Environmental Protection Agency administrator Lisa Jackson said that setting the standard will protect public health and spark new technologies to clean up drinking water. Based on monitoring conducted from 2001 to 2005, 153 drinking water sources in 26 states contain perchlorate. The standard could take up to two years to develop, the EPA said. Read more at
The Aiken Standard reports that the Department of Energy refuse to release the name of an employee who ran a security barrier at the nuclear weapons facility last month. The employee hit another car stopping at the barrier and then flipped over.
The same week a construction worker was electrocuted the Nuclear Regulatory Commission has given the green light to the safety of a controversial plant under construction at the Savannah River Site. The the Department of Energy the plant claims will fabricate nuclear fuel from weapons grade plutonium now accumulating at the Savannah River Site.
The $5 billion dollar Mox plant is being built by the French government supported company Areva in partnership with a New Orleans based company Shaw. The construction effort has been marred by serious accidents, charges of racial discrimination and use of sub-standard steel and cement at the facility which is supposed to begin production 2016. But the biggest setback for the would be plant is that it has no utility customers willing to buy its fuel. Duke Power, once a partner in the project, dropped out when a fuel array tested in a company reactor failed. .
A recent TEEB for Business report estimated that the world’s 100 largest corporations do $7.3 trillion in damages each year to the global environment. These “externalized” costs are not borne by the business itself, but by society as a whole. Changing the way that corporations do business is critical to solving global environmental crises such as climate change. In the book Corporation 2020, Pavan Sukhdev presents a vision of how » read more
www.dcbureau.org is a project of the Public Education Center, a 5013C Public Charity. The PEC hires career investigative reporters to conduct ground breaking reporting on major security and environmental issues for the sole purpose of public education. We need your support..
Sign up to receive national security and environmental news updates from DC Bureau:
On DCBureau are a story and timeline about the history of the Clean Water Act and the efforts to undermine it. Together they show an incremental, well-funded, organized campaign to weaken the law. On the 40th Anniversary of the Act, it is important to remember that environmental laws enjoyed bipartisan support for years. Weakening environmental regulations through the Congress and courts will have lasting, irreversible results.

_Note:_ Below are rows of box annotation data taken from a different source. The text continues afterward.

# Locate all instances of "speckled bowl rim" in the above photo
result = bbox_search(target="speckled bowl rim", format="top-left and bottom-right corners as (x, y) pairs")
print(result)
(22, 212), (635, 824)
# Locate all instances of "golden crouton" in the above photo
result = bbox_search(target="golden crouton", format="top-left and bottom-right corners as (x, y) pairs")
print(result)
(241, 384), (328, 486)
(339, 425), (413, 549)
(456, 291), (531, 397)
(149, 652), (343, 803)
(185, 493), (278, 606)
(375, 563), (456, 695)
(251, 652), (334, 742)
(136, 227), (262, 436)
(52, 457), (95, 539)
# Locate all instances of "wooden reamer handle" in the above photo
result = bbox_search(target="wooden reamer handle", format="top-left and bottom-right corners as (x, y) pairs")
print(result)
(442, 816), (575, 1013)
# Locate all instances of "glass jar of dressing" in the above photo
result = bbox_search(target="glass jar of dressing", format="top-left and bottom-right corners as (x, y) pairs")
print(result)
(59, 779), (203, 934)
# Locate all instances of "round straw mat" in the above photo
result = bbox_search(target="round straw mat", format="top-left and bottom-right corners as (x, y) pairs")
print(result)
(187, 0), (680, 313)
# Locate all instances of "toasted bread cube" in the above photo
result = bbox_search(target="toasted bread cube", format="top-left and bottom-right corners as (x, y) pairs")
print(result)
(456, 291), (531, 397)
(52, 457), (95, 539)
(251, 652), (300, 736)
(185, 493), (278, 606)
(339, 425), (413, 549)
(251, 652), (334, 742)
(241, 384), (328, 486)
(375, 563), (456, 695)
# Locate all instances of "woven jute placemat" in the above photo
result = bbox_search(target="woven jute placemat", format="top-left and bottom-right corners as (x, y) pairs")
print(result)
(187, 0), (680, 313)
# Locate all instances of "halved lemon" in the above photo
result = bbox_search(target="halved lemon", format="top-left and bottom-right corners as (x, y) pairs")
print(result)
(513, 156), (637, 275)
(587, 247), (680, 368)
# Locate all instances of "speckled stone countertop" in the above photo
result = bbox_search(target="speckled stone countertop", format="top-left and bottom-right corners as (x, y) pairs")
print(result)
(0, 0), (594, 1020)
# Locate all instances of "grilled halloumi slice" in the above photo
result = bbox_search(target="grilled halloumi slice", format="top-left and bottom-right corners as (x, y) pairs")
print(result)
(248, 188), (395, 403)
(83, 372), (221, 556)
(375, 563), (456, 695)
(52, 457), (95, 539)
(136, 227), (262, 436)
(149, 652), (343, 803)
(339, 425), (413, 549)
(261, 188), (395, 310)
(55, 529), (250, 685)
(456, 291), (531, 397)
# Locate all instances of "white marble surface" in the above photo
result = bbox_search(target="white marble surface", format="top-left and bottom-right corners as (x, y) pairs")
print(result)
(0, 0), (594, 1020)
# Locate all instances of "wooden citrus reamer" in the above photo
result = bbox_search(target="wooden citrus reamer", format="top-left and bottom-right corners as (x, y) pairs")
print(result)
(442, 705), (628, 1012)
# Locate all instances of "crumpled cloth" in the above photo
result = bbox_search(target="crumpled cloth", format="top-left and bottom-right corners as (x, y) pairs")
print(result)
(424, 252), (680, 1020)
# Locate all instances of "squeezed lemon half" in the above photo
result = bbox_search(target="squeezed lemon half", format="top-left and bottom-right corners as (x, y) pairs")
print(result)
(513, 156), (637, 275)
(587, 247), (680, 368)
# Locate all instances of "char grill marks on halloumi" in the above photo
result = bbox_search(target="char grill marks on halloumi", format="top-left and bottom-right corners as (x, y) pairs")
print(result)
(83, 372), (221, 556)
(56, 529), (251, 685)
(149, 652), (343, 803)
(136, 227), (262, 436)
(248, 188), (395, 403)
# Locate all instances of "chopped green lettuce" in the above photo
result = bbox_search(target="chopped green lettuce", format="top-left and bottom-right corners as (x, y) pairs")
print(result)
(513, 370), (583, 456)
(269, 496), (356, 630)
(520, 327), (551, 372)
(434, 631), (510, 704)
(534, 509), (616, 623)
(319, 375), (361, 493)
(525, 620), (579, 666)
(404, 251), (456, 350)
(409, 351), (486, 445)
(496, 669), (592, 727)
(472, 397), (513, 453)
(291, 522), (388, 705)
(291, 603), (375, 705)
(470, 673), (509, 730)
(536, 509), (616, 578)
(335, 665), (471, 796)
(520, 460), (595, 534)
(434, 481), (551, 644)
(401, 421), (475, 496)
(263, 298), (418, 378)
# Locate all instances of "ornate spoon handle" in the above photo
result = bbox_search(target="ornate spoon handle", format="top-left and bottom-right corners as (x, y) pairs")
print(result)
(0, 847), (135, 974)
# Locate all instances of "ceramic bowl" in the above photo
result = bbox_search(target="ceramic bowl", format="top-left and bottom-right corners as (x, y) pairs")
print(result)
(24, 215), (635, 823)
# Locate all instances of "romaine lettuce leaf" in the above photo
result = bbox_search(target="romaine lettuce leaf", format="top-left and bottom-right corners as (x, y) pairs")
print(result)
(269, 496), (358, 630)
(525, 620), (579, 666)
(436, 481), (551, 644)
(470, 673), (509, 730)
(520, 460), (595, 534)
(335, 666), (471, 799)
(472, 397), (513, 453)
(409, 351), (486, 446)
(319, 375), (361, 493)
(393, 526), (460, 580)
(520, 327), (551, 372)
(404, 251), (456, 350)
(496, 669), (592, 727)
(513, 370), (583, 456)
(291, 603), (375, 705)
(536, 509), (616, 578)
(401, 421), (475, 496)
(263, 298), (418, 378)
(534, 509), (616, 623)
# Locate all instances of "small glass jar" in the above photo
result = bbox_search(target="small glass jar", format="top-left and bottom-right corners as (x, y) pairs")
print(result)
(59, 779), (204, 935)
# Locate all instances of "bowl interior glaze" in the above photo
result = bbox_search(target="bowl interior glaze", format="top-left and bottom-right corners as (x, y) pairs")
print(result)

Read in The New York » read more
A new web documentary quotes security experts as saying the Savannah River Site, where massive amounts of weapons-grade plutonium and other dangerous substances are stored, is vulnerable to a terrorist attack that could have dire consequences for the entire southeastern United States. The documentary reveals the Site is guarded by a foreign-owned firm with a checkered security record. The radioactive material is stored in aging buildings. The small private guard force » read more
Share Our Stories: Feel free to republish our articles, graphics and blog for free. Just credit us and link to us, but please don't edit our material or sell it separately. (We're licensed under Creative Commons, which provides the legal details.)